The CRA is national legislation enacted in 1977 in response to the redlining of poor and minority communities by banks during the 1960s and 1970s. Several states, including Massachusetts, Illinois, and New York, have their own versions. New York’s largely mirrors the federal law. It mandates that banks help meet the credit needs of communities in which they take deposits, specifically in low- and moderate-income neighborhoods.

The expansion diverges from federal law, however. A New York investigation of redlining in Buffalo found that nonbank lenders engaged in modern redlining practices and were not covered under CRA. 

The report found that some Buffalo nonbanks were lending in minority communities less often than depository banks, despite the reverse being true nationally and in the rest of New York. It also stated that nonbanks made “little to no effort to do business in majority-minority neighborhoods.”

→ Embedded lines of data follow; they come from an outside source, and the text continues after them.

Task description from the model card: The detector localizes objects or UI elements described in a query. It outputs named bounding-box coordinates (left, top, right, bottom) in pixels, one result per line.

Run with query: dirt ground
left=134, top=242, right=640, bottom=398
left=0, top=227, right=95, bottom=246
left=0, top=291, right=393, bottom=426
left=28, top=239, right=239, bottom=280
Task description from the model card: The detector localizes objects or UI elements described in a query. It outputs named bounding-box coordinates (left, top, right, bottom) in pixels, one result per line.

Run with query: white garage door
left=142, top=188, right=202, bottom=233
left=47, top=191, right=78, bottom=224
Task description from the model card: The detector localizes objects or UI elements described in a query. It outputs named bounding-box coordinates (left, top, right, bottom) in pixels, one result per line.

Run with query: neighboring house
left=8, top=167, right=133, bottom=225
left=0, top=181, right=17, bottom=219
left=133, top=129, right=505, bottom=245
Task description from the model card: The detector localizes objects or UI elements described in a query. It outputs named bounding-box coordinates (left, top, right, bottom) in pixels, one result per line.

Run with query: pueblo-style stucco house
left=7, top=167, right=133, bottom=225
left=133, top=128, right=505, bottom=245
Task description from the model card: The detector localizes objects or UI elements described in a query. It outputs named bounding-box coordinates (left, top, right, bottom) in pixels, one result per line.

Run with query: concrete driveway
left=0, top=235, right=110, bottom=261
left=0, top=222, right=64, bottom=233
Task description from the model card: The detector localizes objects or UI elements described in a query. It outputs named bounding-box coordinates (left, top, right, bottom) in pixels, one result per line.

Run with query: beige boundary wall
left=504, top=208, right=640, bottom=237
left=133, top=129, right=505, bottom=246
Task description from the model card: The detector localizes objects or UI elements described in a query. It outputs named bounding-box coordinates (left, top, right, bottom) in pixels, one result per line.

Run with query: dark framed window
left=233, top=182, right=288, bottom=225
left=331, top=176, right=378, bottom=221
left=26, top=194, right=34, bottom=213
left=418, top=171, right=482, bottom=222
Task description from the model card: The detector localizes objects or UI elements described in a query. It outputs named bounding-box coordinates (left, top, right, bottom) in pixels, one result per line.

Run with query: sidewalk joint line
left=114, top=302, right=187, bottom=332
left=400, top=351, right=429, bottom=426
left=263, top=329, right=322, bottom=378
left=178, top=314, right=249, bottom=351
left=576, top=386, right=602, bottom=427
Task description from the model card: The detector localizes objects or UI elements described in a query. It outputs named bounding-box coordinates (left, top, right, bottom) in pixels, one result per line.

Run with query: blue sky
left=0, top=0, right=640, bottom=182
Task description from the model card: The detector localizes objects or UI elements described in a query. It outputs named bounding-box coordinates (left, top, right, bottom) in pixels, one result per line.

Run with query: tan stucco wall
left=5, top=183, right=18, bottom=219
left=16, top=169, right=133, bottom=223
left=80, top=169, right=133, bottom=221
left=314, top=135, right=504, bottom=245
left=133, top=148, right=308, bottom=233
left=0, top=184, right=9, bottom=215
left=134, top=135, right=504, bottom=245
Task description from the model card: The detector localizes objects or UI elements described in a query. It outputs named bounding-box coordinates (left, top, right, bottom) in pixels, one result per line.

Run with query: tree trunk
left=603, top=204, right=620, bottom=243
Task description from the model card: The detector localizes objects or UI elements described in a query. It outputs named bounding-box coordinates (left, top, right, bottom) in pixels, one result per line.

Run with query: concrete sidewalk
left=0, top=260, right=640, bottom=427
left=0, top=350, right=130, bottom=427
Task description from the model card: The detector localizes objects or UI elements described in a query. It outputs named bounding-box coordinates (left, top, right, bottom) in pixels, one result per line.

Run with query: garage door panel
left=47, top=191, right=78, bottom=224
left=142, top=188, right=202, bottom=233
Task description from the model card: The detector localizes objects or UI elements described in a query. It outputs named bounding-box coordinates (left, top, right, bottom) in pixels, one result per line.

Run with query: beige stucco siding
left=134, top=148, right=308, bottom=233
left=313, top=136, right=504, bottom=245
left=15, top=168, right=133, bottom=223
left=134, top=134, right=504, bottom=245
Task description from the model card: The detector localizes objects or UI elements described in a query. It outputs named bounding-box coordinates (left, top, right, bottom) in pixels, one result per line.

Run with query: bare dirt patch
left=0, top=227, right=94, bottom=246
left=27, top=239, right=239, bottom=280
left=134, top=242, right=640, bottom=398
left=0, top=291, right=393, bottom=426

Nonbanks have increased their market share significantly since the 2008 financial crisis. The Federal Reserve and Office of the Comptroller of the Currency have teased various updates to the federal CRA, though only the OCC opted to finalize new rules.

However, the CRA has been controversial from its inception. “We have serious reservations as to whether any regulatory agency could have the wisdom necessary to administer such a system to the maximum benefit of competing economic interests,” Robert Bloom, then-Acting Comptroller of the Currency, said in 1977.

Skeptics argue that expanding the CRA would be useless because the CRA is already obsolete.

“The lending landscape in the United States has changed substantially since the 1977 enactment of the CRA,” Diego Zuluaga wrote in policy analysis for the Cato Institute. “Today, the CRA is ill-suited to address the problems of unequal access to banking and credit as they currently affect low‐ and moderate‐​income borrowers.”

Not only did the CRA push banks to engage in riskier lending, he argues, but the advent of technology and transition from localized lending to online access has made the CRA “moot.”

The Mortgage Bankers Association (MBA) has also taken a stance against expanding the CRA. “The independent mortgage banks’ business model takes funds gathered from global capital markets and reinvests them in local New York communities, with a focus on [low-income] and minority households,” MBA said in a statement.